For original detailed TPC-H documentation, please refer TPCH_README document under the same directory. Here we just list few things that are specific to SSBM.
- How is SSBM DBGEN built?
Same idea as TPCH dbgen setup, which requires user to create an appropriate makefile, using makefile.suite as a basis. Make sure to use "SSBM" for the workload variable.
Type "make" to compile and to generate the SSBM dbgen executable. Please refer to Porting.Notes for more details and for suggested compile time options.
Note: If you want to generate the data files to a diffent directory, you should copy the dbgen executable as well as the dists.dss file to that directory.
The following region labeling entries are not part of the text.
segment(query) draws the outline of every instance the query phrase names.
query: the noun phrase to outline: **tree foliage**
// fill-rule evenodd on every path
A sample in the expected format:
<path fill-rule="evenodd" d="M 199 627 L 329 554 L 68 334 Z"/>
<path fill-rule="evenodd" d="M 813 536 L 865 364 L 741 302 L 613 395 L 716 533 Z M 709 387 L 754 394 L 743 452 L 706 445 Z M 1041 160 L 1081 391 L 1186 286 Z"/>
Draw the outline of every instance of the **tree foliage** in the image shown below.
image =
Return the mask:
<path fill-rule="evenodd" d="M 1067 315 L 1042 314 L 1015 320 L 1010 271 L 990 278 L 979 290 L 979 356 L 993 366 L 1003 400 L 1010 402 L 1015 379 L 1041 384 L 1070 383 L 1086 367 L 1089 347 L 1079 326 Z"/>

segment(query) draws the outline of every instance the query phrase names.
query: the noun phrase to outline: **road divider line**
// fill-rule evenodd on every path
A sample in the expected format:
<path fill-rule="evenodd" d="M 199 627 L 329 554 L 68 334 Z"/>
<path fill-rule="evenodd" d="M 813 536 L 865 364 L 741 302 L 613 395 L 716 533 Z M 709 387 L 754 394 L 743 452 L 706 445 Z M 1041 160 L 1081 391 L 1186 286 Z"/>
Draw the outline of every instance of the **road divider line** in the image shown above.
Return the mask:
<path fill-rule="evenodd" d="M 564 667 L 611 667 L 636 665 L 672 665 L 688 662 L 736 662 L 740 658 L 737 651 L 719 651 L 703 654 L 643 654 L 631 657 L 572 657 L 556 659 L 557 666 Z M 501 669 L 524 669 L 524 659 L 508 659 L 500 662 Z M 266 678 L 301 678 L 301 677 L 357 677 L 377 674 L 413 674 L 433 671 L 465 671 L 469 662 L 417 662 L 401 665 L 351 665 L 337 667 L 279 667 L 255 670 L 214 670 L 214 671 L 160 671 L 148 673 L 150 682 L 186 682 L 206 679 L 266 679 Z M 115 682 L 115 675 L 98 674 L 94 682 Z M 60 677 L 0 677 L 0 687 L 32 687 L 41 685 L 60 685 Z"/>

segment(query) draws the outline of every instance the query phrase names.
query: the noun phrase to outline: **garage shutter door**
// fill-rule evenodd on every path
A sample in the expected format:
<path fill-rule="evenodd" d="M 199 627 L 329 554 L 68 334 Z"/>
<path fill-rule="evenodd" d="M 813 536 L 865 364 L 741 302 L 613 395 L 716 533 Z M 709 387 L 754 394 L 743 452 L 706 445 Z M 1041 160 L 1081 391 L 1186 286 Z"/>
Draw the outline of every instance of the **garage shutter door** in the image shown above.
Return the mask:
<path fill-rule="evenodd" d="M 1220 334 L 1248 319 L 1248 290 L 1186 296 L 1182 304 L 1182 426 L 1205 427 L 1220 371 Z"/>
- How to generate SSBM data files? To generate the dimension tables:
(customer.tbl) dbgen -s 1 -T c
(part.tbl) dbgen -s 1 -T p
(supplier.tbl) dbgen -s 1 -T s
(date.tbl) dbgen -s 1 -T d
(fact table lineorder.tbl) dbgen -s 1 -T l
(for all SSBM tables) dbgen -s 1 -T a
To generate the refresh (insert/delete) data set: (create delete.[1-4] and lineorder.tbl.u[1-4] with refreshing fact 0.05%) dbgen -s 1 -r 5 -U 4
where "-r 5" specifies refreshin fact n/10000 "-U 4" specifies 4 segments for deletes and inserts
At this moment there is no QGEN for SSBM. So the command line options related to those features won't apply.
- What are the changes upon TPC-H dbgen
changes made upon original TPC-H dbgen
- removed snowflake tables such as nation and region (done)
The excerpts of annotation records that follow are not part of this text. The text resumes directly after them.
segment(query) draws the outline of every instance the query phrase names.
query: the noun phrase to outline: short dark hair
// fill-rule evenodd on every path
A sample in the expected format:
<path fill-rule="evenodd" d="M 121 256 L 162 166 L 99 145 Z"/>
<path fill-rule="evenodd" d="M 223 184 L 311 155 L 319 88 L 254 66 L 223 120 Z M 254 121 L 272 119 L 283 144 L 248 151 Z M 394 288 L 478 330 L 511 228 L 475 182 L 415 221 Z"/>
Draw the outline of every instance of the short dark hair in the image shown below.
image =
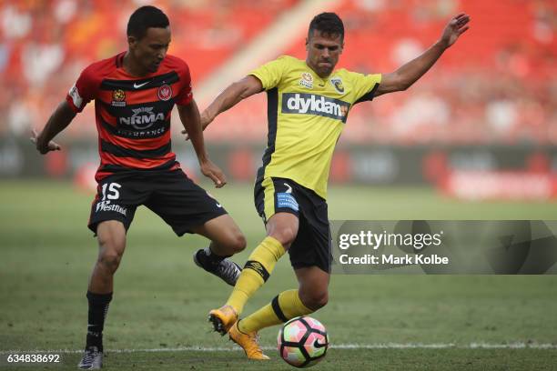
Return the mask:
<path fill-rule="evenodd" d="M 339 35 L 340 40 L 344 40 L 344 25 L 336 13 L 321 13 L 314 16 L 309 23 L 308 38 L 311 37 L 313 30 L 318 30 L 330 35 Z"/>
<path fill-rule="evenodd" d="M 146 5 L 137 8 L 127 21 L 127 35 L 141 40 L 147 28 L 167 28 L 170 25 L 168 17 L 157 7 Z"/>

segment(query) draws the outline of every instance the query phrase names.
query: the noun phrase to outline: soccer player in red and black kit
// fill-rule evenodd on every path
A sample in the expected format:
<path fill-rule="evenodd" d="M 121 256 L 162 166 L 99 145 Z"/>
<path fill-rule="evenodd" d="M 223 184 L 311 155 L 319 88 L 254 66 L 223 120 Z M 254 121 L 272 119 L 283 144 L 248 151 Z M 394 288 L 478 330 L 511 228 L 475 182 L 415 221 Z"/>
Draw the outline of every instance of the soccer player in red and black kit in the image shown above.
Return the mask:
<path fill-rule="evenodd" d="M 96 234 L 99 254 L 86 295 L 86 345 L 78 365 L 84 369 L 102 366 L 102 333 L 113 276 L 138 206 L 162 217 L 177 236 L 197 233 L 210 239 L 210 246 L 198 250 L 194 260 L 229 285 L 234 286 L 240 268 L 226 257 L 246 246 L 232 218 L 186 175 L 170 148 L 170 115 L 176 104 L 201 172 L 217 187 L 226 184 L 205 150 L 187 65 L 167 55 L 168 18 L 154 6 L 138 8 L 127 24 L 127 52 L 94 63 L 81 73 L 44 130 L 38 135 L 34 131 L 31 138 L 41 154 L 60 150 L 52 139 L 95 99 L 101 163 L 88 227 Z"/>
- removed the partsupply table (done)
- removed the order table (done)
- renamed the fact table as Lineorder and added/removed many fields ( done)
- added the date dimension table (done)
- adding and removing fields in dimension tables (done)
- have data cross reference for supplycost, revenue in lineorder (done)
- apply the refreshing only to lineorder table (done)
The command line option keeps the same as TPC-H dbgen (The -T options are changed to reflect different set of tables)
===================== End of README ========================================